6 Discussion
6.6 Roles of different PrP domains in PrP localization and function
Glycosylation and GPI-anchorage
Determining the physiological significance of PrP requires thorough understanding of how its structural elements contribute to its activity and subcellular distribution. Part of my doctoral work addressed this subject by using specific functional readouts in MCF-7 cells and zebrafish embryos. In several cell types, including human cultured enterocytes, HeLa, and neuroblastoma N2a cells, surface expression of PrP is particularly prominent at contact sites and basolateral membranes (Málaga-Trillo et al, 2009; Morel et al, 2004; Sarnataro et al, 2002). This type of accumulation has been previously observed by our group in N2a cells not only for mouse, but also for zebrafish, frog and chicken PrPs (Málaga-Trillo et al, 2009 and unpublished data). Our current analysis in MCF-7 cells and zebrafish embryos revealed that the most dramatic defects in the localization of PrP are caused by lack of the GPI anchor or mutation of the N-glycosylation sites within the globular domain, since the corresponding mutants altogether fail to reach the plasma membrane. This result agrees with previous studies showing that targeted sorting of PrP is determined by a molecular signal encoded within the GPI anchor, and further modulated by N-linked glycans (Chesebro et al, 2005a; Puig et al, 2011). It also correlates with the strongly reduced ability of these constructs to influence zebrafish gastrulation. Being a secreted molecule, it is evident that GPI-anchorless PrP cannot be stabilized at the plasma membrane or accumulate at cell-cell contacts (Chesebro et al, 2005b). In contrast, the reasons behind the impaired cell-surface localization of PrP glycosylation mutants are more complex and difficult to interpret. For
instance, the fact that our PrP glycosylation mutants exhibit defective localization in MCF-7 and zebrafish embryos is consistent with related studies in other mammalian cells (Cancellotti et al, 2005; Korth et al, 2000; Lehmann & Harris, 1997; Puig et al, 2011; Rogers et al, 1990), altogether leading to the straightforward conclusion that glycosylation is essential for the delivery of PrP to the plasma membrane. However, we found that the same glycosylation mutants are correctly localized at the plasma membrane of Drosophila S2 cells (Solis et al, 2013). This is in line with a previous report showing that WT hamster PrP is correctly targeted to the surface of S2 cells despite being incompletely glycosylated (Raeber et al, 1995). Moreover, treatment of CHO and human neuroblastoma cells with tunicamycin efficiently blocks PrP glycosylation but does not influence its trafficking (Lehmann & Harris, 1997; Petersen et al, 1996).
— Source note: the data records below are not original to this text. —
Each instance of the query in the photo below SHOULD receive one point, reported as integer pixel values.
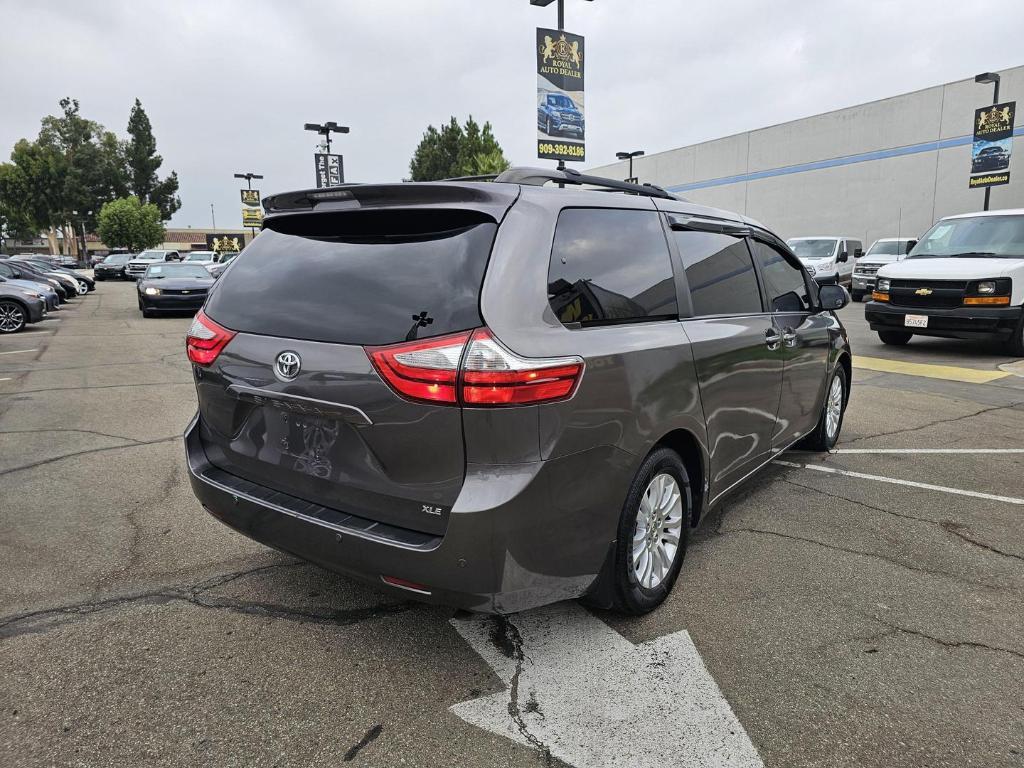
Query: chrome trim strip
(300, 404)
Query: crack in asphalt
(85, 452)
(949, 526)
(48, 619)
(936, 423)
(369, 736)
(941, 641)
(506, 636)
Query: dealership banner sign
(993, 136)
(330, 170)
(252, 211)
(560, 123)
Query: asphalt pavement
(860, 608)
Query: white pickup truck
(964, 280)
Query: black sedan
(113, 267)
(173, 287)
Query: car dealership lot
(847, 619)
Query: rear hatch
(293, 401)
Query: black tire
(629, 595)
(820, 438)
(896, 338)
(12, 316)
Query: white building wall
(902, 193)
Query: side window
(784, 283)
(609, 265)
(720, 273)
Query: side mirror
(833, 297)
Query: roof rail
(540, 176)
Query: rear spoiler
(491, 199)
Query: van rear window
(358, 279)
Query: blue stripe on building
(944, 143)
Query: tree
(141, 164)
(128, 223)
(457, 151)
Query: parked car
(172, 287)
(557, 114)
(18, 307)
(19, 270)
(828, 258)
(990, 159)
(883, 251)
(137, 266)
(72, 286)
(12, 274)
(203, 258)
(499, 395)
(113, 267)
(964, 280)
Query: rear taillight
(422, 370)
(474, 369)
(205, 340)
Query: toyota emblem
(287, 366)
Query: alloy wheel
(655, 536)
(11, 317)
(834, 408)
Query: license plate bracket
(915, 321)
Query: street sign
(330, 170)
(993, 137)
(560, 123)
Together with more detailed mutational analyses (Neuendorf et al, 2004), these studies strongly suggest that the specific mutations introduced into the consensus sequence Asn-X-Thr -and not the lack of glycosylation per se- result in deficient PrP trafficking in vertebrate cells. The reason for this is unclear, as is the normal trafficking of these mutants in Drosophila cells. Because N-linked glycans are important to ensure proper folding, stability and quality control of glycoproteins in the ER (Vagin et al, 2009), these observations may be explained by differences in biosynthetic processing and folding of proteins between vertebrate and invertebrate cells.
Hydrophobic domain
Unlike our data on the GPI anchor and the glycosylation sites within the globular domain, our experiments with hydrophobic domain mutants (PrP ΔHD) indicate that this central stretch does not influence PrP’s subcellular localization. Zebrafish and mouse PrPs lacking the hydrophobic domain localized -similar to WT PrPs- at cell contacts in MCF-7 cells, zebrafish embryos (this dissertation) and S2 cells (Solis et al, 2013). The WT-like localization pattern of the ΔHD PrP mutants (Δ112-126 for mouse PrP) is thus comparable to the one observed for the mouse PrP ΔCR mutant (Δ105-125) in zebrafish embryos and other cell types (Christensen & Harris, 2009). Another previous report suggested a role for residues 113-133 in the basolateral sorting of mouse PrP in MDCK cells (Uelhoff et al, 2005), in apparent conflict with our data. However, because the deletion used in that study extends C-terminally beyond ours, it is possible that residues 127-133 are responsible for the effect missing in our constructs. Importantly, the WT-like distribution of the PrP ΔHD mutant is in line with our finding that the hydrophobic domain does not affect key functional properties of PrP such as its ability to influence zebrafish gastrulation, form contacts sites and trigger intracellular signals in S2 cells (Solis et al, 2013).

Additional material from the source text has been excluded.